Despite its ostensibly spontaneous, anarchic feel, there really aren’t many surprises in “Jackass: Number Two.” The picture does ratchet up the level in some respects, but for the most part it’s just more of the same sort of stuff that made up the MTV series and the first feature installment–a series of deliberately crude and violent sketches, mostly involving members of the “troupe” headed by Johnny Knoxville engaging in some physically dangerous and/or disgusting stunt, occasionally involving some unsuspecting bystander in the business and sometimes turning the tables on one another. The coarser the better, naturally–barely a minute goes by without a display of nudity, a dollop or more of excrement, or some graphically scatological business. There is a change of pace at the end, when a big musical number is tagged onto the picture as an eccentric coda, but that’s about it.
It would be easy to go on at length about how tasteless and repulsive the movie is, but what’s really depressing about it is the repetitiveness and tedium. There are only so many times you want to see somebody diving into a lake on a rocket-powered bike, and even when as a topper they play the same bit with Mark Zupan (of “Murderball”) in a wheelchair, it barely registers. And the habit of showing us the stunt again in slow-motion after we’ve watched it in real time has a truly deadening effect. And if you’re really squeamish about seeing a guy puncture his cheek with a fish hook or drink cow semen, telling you to avert your eyes won’t be very helpful, because it’s hard to do that for ninety minutes and see any of the movie at all.

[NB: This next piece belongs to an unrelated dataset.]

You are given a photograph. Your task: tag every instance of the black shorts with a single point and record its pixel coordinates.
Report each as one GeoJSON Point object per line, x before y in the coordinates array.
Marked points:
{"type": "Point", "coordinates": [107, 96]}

The fact that critics are going to trash “Jackass: Number Two” as hard as they did the first flick isn’t going to come as any great shock to the makers. In fact, they’d probably be disappointed with any other reaction; after all, they’ve based their entire advertising campaign around slams directed against the initial installment by “establishment” reviewers, which they wear as a badge of honor. For the record, this reviewer can admit to finding a few moments of the picture somewhat amusing–the “Candid Camera”-like sketch about a foul-tempered old man (Knoxville) and his foul-mouthed grandson, for example. But while fans of Knoxville’s gang will doubtlessly find this second helping of donkey dung as raucously amusing as the first, to anyone else it will smell just as foul.